More than 1,300 jobs could be at risk in the Northern Ireland health service as a result of cutbacks and efficiency targets— and that’s even before the recently announced cutbacks kick in.

Diane Taylor, head of human resources at the Department of Health, Social Services and Public Safety, has admitted the equivalent of up to 1,300 posts could go across the health service as bosses try to make savings of £113.5m this year.

And with nurses making up about 36% of the workforce, the Royal College of Nursing (RCN) has warned the equivalent of 500 nursing posts could go.

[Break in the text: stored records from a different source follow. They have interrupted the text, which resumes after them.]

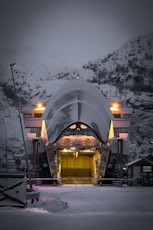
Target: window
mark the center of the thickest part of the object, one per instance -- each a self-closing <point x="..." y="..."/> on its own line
<point x="147" y="168"/>
<point x="117" y="115"/>
<point x="37" y="114"/>
<point x="27" y="115"/>
<point x="126" y="116"/>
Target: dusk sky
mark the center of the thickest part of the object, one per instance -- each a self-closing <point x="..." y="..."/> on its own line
<point x="74" y="31"/>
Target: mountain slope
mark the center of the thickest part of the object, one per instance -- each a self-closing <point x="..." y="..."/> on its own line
<point x="126" y="74"/>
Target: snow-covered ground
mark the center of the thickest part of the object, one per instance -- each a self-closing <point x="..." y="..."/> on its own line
<point x="83" y="207"/>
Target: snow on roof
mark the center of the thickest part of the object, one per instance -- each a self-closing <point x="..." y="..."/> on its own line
<point x="146" y="160"/>
<point x="77" y="101"/>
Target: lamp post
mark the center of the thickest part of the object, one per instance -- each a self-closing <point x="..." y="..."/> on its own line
<point x="5" y="123"/>
<point x="20" y="120"/>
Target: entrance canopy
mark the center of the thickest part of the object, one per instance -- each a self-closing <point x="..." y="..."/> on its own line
<point x="77" y="101"/>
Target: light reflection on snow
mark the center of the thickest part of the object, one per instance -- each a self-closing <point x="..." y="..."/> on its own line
<point x="37" y="210"/>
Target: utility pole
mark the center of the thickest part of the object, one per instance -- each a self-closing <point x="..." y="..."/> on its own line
<point x="20" y="120"/>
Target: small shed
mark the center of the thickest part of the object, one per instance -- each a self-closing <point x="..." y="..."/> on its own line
<point x="140" y="172"/>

Under the revised spending plan to make the savings, trusts are being expected to find £40m from payroll costs by reviewing overtime and their use of agency, bank and locum staff.

As it launches its UK-wide Frontline First campaign to highlight the threat to health and social care services, leading nursing union the RCN has warned of the impact on patient care as the number of staff working in hospitals here is expected to drop dramatically.

“The feedback we are getting from our members is that they are working under unprecedented pressure,” said Janice Smyth, RCN Northern Ireland director.

Her comments come as Northern Ireland waits to hear whether the Executive has decided which departments will be expected to contribute to £128m cuts being imposed on the province.

She said: “We are realistic about the need to find financial savings in the health and social care service. Frontline nurses know where efficiencies can be made and trusts should therefore engage with staff to ensure better care.”